Wednesday, January 27, 2010

The Surreal World

The cultural movement of Dada began in Zurich, Switzerland in response to the outbreak and violence of World War I. Those artists "scoffed at the conventions of artistic media," using anything from food wrappers to foil to newspaper to create new art. While considered an escape by some critics, the Dada movement actually sought to "make visible the violence, chaos, and hypocrisies of contemporary life" (NGA).

In the mid 1920's Dada eventually dwindled, but left in its place the Surrealism movement. As opposed to Zurich, Surrealism found its epicenter in post war Paris. Now, can anyone find a connection between that fact and Ernest Hemingway's The Sun Also Rises? If you said that both were products of post war modernism then you would be correct. Another correct correlation would be that of the the expatriate writers like Hemingway living in France and Spain and the tabula rasa that Surrealism presented. Writers were given a new landscape from which to explore even the most nominal of life's experiences.

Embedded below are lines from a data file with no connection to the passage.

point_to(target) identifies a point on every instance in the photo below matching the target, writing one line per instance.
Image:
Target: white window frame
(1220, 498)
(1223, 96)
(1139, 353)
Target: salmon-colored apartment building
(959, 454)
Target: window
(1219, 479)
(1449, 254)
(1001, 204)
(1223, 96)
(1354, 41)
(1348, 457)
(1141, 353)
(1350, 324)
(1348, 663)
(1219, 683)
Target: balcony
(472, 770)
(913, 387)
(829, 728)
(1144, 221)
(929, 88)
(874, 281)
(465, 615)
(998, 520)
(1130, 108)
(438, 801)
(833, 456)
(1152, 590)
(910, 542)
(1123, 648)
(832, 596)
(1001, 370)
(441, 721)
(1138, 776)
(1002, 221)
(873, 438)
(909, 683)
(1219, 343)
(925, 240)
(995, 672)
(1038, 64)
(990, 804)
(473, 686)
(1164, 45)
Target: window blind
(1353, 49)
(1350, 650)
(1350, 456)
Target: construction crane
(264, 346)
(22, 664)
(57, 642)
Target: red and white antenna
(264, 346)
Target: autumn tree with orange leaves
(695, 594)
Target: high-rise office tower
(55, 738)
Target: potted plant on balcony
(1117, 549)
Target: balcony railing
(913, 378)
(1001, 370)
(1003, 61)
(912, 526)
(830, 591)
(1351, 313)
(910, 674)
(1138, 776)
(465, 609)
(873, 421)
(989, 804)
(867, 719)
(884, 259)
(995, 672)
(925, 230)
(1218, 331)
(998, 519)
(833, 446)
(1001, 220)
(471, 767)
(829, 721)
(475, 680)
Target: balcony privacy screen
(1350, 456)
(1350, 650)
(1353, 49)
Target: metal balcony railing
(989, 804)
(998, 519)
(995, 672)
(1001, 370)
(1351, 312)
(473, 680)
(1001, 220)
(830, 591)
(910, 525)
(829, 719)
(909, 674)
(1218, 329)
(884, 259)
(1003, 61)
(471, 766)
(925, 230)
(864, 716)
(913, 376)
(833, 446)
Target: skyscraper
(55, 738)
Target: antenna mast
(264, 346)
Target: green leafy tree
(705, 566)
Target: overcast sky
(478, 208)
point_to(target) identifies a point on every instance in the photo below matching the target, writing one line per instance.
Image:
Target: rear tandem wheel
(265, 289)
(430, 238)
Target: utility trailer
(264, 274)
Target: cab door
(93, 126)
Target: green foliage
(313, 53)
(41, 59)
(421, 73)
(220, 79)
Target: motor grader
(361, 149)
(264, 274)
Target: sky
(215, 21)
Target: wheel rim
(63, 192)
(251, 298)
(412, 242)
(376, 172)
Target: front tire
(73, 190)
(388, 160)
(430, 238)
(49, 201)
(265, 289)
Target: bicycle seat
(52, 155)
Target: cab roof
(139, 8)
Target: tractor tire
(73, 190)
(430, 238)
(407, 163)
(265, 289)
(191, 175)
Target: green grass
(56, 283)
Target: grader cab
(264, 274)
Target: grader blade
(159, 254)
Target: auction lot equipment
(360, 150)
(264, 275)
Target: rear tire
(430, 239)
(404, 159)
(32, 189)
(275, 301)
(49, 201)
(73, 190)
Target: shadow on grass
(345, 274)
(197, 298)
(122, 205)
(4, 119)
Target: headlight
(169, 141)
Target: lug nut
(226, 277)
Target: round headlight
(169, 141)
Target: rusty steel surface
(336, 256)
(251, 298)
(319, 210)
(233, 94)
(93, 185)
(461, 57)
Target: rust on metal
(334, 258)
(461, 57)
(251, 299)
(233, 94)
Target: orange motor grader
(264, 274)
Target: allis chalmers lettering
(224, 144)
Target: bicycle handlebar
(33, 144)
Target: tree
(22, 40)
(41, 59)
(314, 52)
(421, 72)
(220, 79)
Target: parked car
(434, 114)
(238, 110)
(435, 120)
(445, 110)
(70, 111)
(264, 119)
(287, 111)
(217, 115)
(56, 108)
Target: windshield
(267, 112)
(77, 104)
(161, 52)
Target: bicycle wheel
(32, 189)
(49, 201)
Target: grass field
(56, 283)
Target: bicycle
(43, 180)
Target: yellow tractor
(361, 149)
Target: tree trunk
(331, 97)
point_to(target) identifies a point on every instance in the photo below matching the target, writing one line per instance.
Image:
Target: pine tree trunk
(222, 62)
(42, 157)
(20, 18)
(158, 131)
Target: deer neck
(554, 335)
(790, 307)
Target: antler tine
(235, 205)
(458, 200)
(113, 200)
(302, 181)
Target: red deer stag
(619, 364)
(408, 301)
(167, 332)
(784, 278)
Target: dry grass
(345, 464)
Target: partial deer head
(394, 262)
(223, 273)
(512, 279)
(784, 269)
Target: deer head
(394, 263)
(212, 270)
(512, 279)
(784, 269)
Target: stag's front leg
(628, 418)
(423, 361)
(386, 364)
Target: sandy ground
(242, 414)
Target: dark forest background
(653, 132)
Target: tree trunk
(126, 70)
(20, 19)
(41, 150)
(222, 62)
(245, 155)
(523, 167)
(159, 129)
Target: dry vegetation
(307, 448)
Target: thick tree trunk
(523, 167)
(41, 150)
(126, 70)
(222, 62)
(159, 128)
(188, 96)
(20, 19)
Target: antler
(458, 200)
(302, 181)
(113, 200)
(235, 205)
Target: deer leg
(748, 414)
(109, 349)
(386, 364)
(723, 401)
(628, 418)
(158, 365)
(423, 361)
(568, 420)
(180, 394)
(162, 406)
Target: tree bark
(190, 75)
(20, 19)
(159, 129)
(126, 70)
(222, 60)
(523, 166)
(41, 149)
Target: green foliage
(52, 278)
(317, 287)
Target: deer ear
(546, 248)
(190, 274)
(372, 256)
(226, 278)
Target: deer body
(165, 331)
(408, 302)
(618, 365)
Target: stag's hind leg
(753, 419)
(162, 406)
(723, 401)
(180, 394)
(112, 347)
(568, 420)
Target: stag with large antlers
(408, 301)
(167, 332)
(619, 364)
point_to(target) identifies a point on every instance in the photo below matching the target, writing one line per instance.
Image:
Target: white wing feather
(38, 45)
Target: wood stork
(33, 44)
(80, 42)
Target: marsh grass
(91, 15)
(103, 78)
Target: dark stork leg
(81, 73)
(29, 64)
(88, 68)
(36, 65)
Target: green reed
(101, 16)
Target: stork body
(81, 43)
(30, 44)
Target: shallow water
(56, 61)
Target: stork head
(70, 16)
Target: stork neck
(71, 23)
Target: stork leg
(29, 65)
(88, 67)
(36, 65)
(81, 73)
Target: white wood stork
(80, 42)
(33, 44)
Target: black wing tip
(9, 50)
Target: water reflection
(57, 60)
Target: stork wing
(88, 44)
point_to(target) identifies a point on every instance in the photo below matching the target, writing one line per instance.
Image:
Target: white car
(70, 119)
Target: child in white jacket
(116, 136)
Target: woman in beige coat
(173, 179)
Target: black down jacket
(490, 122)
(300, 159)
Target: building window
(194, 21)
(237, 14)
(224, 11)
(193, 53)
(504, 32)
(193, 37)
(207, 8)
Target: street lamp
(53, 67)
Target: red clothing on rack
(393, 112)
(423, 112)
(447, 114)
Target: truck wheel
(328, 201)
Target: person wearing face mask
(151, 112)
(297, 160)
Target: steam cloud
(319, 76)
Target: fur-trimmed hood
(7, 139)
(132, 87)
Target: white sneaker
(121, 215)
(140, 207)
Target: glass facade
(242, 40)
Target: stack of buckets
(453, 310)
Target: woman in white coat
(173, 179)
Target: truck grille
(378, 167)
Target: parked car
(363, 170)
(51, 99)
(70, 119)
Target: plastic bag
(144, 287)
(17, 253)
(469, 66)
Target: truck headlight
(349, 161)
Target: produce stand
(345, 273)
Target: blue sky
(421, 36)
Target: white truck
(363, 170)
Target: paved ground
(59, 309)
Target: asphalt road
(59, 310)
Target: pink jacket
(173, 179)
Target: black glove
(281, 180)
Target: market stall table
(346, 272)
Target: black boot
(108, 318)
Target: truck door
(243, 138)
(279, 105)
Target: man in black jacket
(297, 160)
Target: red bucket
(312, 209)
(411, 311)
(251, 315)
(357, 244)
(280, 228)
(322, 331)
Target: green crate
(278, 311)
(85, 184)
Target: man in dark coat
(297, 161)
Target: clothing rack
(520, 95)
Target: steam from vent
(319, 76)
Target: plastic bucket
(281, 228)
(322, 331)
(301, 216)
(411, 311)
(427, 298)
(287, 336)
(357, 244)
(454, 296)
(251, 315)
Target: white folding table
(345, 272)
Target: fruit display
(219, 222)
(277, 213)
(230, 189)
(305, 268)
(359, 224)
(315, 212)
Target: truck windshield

Considering just Hemingway's trademark writing style, where so much goes unwritten, I find it particularly easy to draws comparisons between his work (as well as the Modernist movement) and Surrealism. One line that sticks out to me comes from chapter two of The Sun Also Rises where Jake and Robert head to a cafe and go back and forth about what it means to live. "Listen, Robert, going to another country doesn't make any difference. I've tried all that. You can't get away from yourself by moving from one place to another. There's nothing to that" (19). While Jake's words seem a little disgruntled, windy, and a bit general, the essence of what he is saying speaks volumes. It is almost as though Hemingway is using Jake to communicate to his fellow expatriates, or maybe its inclusion is a big middle finger to critics of the Modernist movement. The symbolism is undeniable, and the way in which Hemingway is able to pack so much detail into simple, direct sentences shows not just his ability as a writer, but as a figurative avant-garde of the Modernist movement in American literature.

One final example that I want to use to connect the Surrealist movement in Modernist art to the new face of American Literature in the 1920's is the character of Brett Ashley in The Sun Also Rises. "One must not be confused by the exotica of expatriation: bullfights, French whores, and thesdansants. Like the American East, Paris in Hemingway's book stands for the world of women and work, for "civilization" with all its moral complexity, and it is presided over quite properly by the bitch-goddess Brett Ashley" (355) She represents a lingering androgyny that lays dormant in a lot of Hemingway's other works. It is further testament to Hemingway's role as an experimental writer, a trait that Surrealism celebrated.


Works Cited
Hemingway, Ernest. The Sun Also Rises. New York: Scribner, 2006. Print.

Martin, Wendy. "Brett Ashley as New Woman." In New Essays On The Sun Also Rises. Ed. Linda Wagner- Martin. New York; Cambridge UP, 1987.